Database backup tool with pluggable engines, storage backends, and GFS retention policies.

Currently supports PostgreSQL with S3-compatible and SSH storage. Designed to easily add new database engines (MySQL, MongoDB, etc.).

Features

  • Encryption at rest — pluggable encryption layer (age, GPG, AES-256-GCM) between dump and upload
  • Multi-engine architecture — pluggable database backends via the engines/ package
  • Multiple storage backends — S3-compatible (AWS S3, Cloudflare R2, MinIO) and SSH/scp
  • GFS retention — Grandfather-Father-Son pruning (keep_last, daily, weekly, monthly, yearly) with dry-run support
  • Multi-version PostgreSQL — use different pg_dump/psql versions per datasource
  • Secret management — resolve credentials from environment variables using *_env keys
  • Restore with safety checks — integrity verification and user confirmation before overwriting databases
  • Backup verification — optional post-backup download and integrity check
  • Upload integrity — S3 uploads verified by comparing local/remote file sizes
  • SHA256 checksums — sidecar .sha256 files uploaded alongside backups, verified on restore
  • Retry with backoff — configurable retry attempts with exponential backoff per job
  • Email notifications — notify on success, failure, or always; supports multiple recipients
  • Parallel execution — run multiple backup jobs concurrently with --parallel N
  • Dry-run mode — preview what prune would delete without actually deleting
  • Summary logging — per-job timing and success/failure counts for multi-job runs
  • Security — minimal environment for subprocesses, shell-escaped SSH commands, file permissions checks

Project Structure

dbbackup/
├── dbbackup.py            # CLI entrypoint
├── config.py              # YAML config loading and validation
├── backup.py              # Backup orchestrator
├── restore.py             # Restore orchestrator
├── retention.py           # GFS retention algorithm
├── utils.py               # Shared utilities (sha256, format_size)
├── engines/
│   ├── __init__.py        # Engine ABC + factory
│   └── postgres.py        # PostgreSQL engine (pg_dump/psql)
├── stores/
│   ├── __init__.py        # Store ABC + factory + parse_timestamp
│   ├── s3.py              # S3-compatible storage (boto3)
│   └── ssh.py             # SSH/scp storage
├── encryptors/
│   ├── __init__.py        # Encryptor ABC + factory
│   ├── age.py             # Age encryption (recommended)
│   ├── gpg.py             # GPG encryption
│   └── aes256gcm.py       # AES-256-GCM (pure Python)
├── notifiers/
│   ├── __init__.py        # Notifier ABC + factory
│   └── email.py           # Email notification (SMTP)
├── tests/                 # Unit tests (390+ tests)
├── config.example.yaml    # Example configuration
├── Dockerfile             # Production image
├── .dockerignore          # Excludes tests, docs, etc. from image
└── requirements.txt       # Python dependencies

Setup

# Build with PostgreSQL 17 client (default)
docker build -t dbbackup .

# Build with multiple PostgreSQL client versions
docker build --build-arg PG_VERSIONS="14 17" -t dbbackup .

Configuration

Copy and edit the example config:

cp config.example.yaml config.yaml

The config file has five sections: datasources, stores, notifications (optional), encryption (optional), and jobs.

Datasources

Define database connections.
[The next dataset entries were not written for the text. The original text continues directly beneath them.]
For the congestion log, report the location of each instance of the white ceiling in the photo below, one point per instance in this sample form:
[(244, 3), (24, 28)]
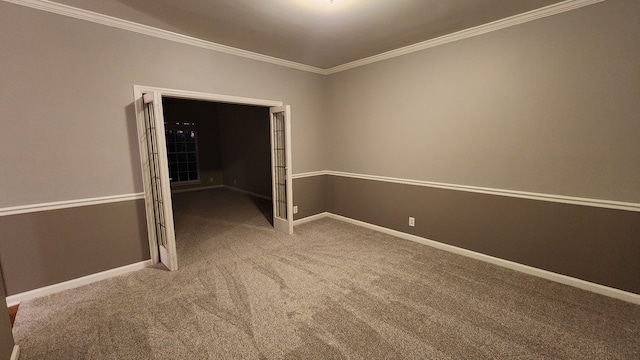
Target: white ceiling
[(313, 32)]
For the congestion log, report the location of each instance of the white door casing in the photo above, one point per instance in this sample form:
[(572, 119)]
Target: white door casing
[(145, 95), (157, 183)]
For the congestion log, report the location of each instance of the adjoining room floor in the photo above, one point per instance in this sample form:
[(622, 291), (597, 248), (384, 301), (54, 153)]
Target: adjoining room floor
[(332, 290)]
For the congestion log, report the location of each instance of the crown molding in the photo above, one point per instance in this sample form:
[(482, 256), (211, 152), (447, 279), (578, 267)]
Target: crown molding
[(532, 15), (70, 11), (94, 17)]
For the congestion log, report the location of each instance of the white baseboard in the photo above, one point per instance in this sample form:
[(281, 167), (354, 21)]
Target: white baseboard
[(15, 354), (563, 279), (247, 192), (311, 218), (199, 188), (85, 280)]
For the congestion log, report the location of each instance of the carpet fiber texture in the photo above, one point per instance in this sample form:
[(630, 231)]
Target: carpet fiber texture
[(331, 291)]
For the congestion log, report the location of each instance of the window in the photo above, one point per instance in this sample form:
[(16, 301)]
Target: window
[(182, 151)]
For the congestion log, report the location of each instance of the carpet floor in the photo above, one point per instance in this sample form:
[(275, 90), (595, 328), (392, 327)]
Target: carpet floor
[(331, 291)]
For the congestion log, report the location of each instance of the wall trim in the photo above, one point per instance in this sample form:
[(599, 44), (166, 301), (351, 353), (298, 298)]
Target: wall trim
[(57, 205), (573, 200), (309, 174), (94, 17), (15, 354), (199, 188), (548, 275), (532, 15), (311, 218), (74, 283)]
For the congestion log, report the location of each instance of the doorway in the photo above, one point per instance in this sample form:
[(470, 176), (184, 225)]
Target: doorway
[(155, 167)]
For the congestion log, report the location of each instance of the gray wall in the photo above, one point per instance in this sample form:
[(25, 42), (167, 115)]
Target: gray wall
[(205, 116), (49, 247), (549, 106), (246, 147), (69, 132), (67, 96), (589, 243), (6, 336)]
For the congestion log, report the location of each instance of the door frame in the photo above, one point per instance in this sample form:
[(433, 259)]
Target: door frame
[(138, 91)]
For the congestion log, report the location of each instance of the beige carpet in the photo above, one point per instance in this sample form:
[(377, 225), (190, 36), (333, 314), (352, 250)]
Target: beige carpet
[(331, 291)]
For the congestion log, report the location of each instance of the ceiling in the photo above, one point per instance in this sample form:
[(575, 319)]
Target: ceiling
[(313, 32)]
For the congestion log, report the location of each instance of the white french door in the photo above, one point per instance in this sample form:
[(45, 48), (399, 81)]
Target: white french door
[(157, 183), (281, 168)]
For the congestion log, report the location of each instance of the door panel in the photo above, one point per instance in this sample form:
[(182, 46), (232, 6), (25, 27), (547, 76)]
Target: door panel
[(157, 167), (281, 168)]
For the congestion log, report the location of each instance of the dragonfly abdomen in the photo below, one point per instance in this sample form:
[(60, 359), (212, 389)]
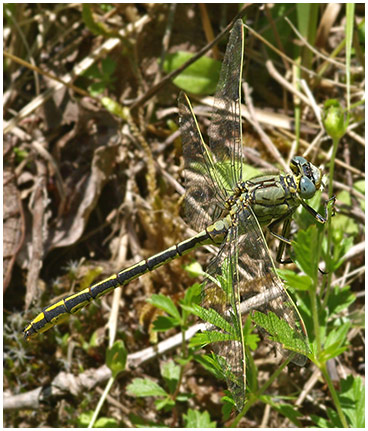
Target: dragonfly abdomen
[(58, 311)]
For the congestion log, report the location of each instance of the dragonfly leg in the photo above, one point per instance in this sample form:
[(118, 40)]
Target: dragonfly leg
[(284, 237), (316, 215)]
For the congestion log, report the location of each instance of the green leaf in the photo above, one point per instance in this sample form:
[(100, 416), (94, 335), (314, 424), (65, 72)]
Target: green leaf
[(164, 323), (211, 364), (201, 77), (281, 332), (166, 304), (194, 269), (287, 410), (196, 419), (304, 247), (145, 388), (333, 119), (352, 399), (295, 281), (335, 343), (106, 423), (171, 373), (116, 357), (340, 299)]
Each datasource requires an engine field:

datasources:
  appdb:
    engine: postgres
    host: db.example.com
    port: 5432
    user: postgres
    password_env: APPDB_PASSWORD    # reads $APPDB_PASSWORD at runtime
    database: appdb
    pg_version: 17                  # optional: use versioned pg_dump binary
    timeout: 3600                   # optional: subprocess timeout in seconds

Dump Format & Compression

Each datasource supports optional format, compression, and compression_level options:

Option Values Default Description
format plain, custom plain plain = SQL text (restored with psql); custom = binary (restored with pg_restore)
compression gzip, zstd, lz4, none gzip External compressor piped after pg_dump
compression_level integer (1-19) tool default Passed as level flag to the compressor (gzip=6, zstd=3, lz4=1)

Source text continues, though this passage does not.